Auch im Bereich Ausstattung haben private Einrichtungen die Nase vorn. Ihre technologische Ausstattung ist denen in öffentlichen Krankenhäusern im Durchschnitt um fünf bis zehn Jahre voraus. Die auf wirtschaftlichen Erfolg ausgerichtete Arbeitsweise privater Klinikkonzerne kann jedoch dazu führen, dass seltene und hochspezialisierte Behandlungsmethoden kaum zum Einsatz kommen, da sie als unwirtschaftlich gelten. Das muss nicht zwangsläufig zulasten der Behandlungsqualität gehen, schränkt Ärzte aber eventuell in ihrer medizinischen Freiheit ein.
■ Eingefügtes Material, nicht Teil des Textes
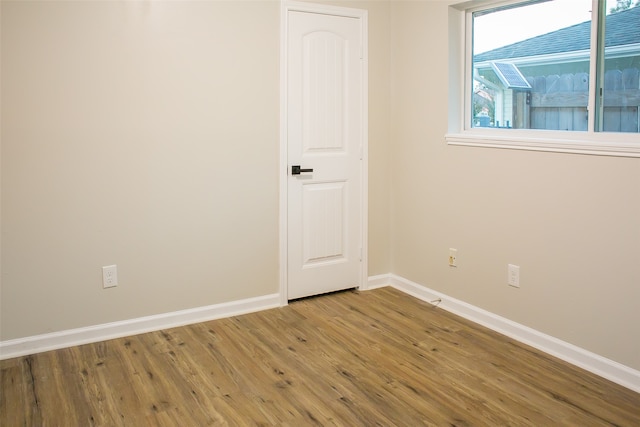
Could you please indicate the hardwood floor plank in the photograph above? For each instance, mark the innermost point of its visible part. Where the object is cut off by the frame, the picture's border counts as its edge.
(352, 358)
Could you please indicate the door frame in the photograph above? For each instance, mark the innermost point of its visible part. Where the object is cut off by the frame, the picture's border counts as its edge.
(286, 7)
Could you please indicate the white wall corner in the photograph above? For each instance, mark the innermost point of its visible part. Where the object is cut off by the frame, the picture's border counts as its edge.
(72, 337)
(606, 368)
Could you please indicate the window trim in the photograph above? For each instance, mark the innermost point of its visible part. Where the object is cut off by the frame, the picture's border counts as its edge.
(461, 133)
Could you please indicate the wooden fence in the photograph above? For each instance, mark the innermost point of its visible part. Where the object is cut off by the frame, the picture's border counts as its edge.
(560, 102)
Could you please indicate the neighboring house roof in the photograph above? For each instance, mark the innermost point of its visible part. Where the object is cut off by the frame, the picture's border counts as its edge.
(622, 28)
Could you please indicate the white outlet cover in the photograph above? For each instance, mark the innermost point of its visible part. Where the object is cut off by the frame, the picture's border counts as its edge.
(513, 275)
(109, 276)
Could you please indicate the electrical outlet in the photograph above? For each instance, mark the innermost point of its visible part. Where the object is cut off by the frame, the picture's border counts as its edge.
(453, 257)
(109, 276)
(513, 275)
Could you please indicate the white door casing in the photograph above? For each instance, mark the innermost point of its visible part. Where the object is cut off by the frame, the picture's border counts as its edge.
(324, 118)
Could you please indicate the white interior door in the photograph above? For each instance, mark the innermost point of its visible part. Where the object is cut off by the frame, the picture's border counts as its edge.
(325, 139)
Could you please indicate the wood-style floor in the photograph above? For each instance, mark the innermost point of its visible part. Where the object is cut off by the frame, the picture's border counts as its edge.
(350, 359)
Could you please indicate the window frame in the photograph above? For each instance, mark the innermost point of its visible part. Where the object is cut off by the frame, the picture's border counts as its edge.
(460, 132)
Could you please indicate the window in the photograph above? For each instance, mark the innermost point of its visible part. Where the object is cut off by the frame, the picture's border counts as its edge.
(559, 75)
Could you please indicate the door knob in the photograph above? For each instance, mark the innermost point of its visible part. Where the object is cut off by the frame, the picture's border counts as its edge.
(295, 170)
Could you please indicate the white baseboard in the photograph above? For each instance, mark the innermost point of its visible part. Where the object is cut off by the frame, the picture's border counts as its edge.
(72, 337)
(606, 368)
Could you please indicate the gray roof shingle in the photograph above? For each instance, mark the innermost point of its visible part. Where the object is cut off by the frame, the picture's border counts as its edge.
(621, 28)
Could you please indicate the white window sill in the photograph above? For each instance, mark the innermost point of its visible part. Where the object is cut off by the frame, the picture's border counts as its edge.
(602, 144)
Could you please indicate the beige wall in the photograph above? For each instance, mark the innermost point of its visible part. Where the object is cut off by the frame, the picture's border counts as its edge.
(146, 134)
(571, 222)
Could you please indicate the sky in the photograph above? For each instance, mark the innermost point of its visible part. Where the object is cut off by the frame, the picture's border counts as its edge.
(509, 26)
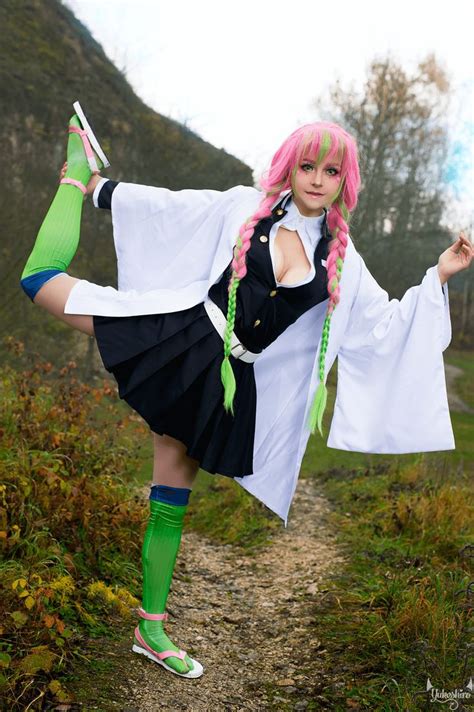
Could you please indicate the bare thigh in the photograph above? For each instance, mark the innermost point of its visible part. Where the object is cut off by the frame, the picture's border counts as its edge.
(53, 296)
(171, 465)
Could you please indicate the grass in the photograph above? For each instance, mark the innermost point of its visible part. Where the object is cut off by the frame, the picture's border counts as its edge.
(397, 614)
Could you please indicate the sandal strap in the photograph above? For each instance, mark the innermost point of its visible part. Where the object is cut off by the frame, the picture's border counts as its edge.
(87, 146)
(152, 616)
(164, 654)
(77, 183)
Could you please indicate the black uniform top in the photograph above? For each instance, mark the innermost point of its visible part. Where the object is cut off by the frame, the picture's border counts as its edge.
(264, 309)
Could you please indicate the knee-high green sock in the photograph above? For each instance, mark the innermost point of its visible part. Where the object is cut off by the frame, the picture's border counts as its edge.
(58, 237)
(159, 552)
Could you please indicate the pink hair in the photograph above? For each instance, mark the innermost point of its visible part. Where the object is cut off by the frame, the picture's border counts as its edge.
(318, 141)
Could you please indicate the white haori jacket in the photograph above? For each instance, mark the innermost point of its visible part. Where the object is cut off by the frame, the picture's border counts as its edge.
(172, 246)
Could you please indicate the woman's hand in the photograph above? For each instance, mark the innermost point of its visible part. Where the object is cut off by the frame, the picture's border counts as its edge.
(94, 179)
(456, 258)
Welche Einrichtungen punkten mit einem besseren Arbeitsumfeld?
Selbstverständlich sind bei der Auswahl des Arbeitgebers nicht nur wirtschaftliche Faktoren zu beachten. Wie profitabel Krankenhäuser arbeiten, wirkt sich jedoch auf die Arbeitsqualität aus. Öffentliche Einrichtungen stehen der PwC-Analyse zufolge unter einem hohen wirtschaftlichen Druck. Die Folge sind Einsparmaßnahmen, notwendige Investitionen und Modernisierungsmaßnahmen werden verschoben. Die stark wirtschaftlich orientierte Denkweise großer privater Klinikkonzerne andererseits kann sich negativ auf die Versorgungsqualität auswirken: Hohe Renditeerwartungen setzen die Ärzteschaft unter Druck, weniger Zeit für die Versorgung aufzubringen und teure Behandlungsmethoden zu vermeiden.
Arbeitsatmosphäre und Arbeitskultur sind weitere wichtige Kriterien für die Auswahl des zukünftigen Arbeitsplatzes. Rückmeldungen von jungen Medizinern lassen darauf schließen, dass insbesondere öffentliche Krankenhäuser stärker hierarchisch geprägt sind. In privaten Kliniken steht statt einer strikten Hierarchie eher das Erreichen definierter Arbeitsziele im Vordergrund. Private Häuser beschreiten zudem häufig neue Wege in der medizinischen Ausbildung und arbeiten eng mit medizinischen Hochschulen zusammen. Das erlaubt es den Studierenden, früher mit der praktischen Arbeit zu beginnen.
Schließlich hängt die Auswahl des Arbeitgebers auch von der eigenen Fachrichtung ab. Private Einrichtungen bevorzugen in der Regel Beschäftigte aus Fachrichtungen, die als profitabel angesehen werden. Mediziner aus einem als wenig profitabel geltenden Fachgebiet haben an einem öffentlichen oder gemeinnützigen Krankenhaus eventuell bessere Chancen auf eine Anstellung.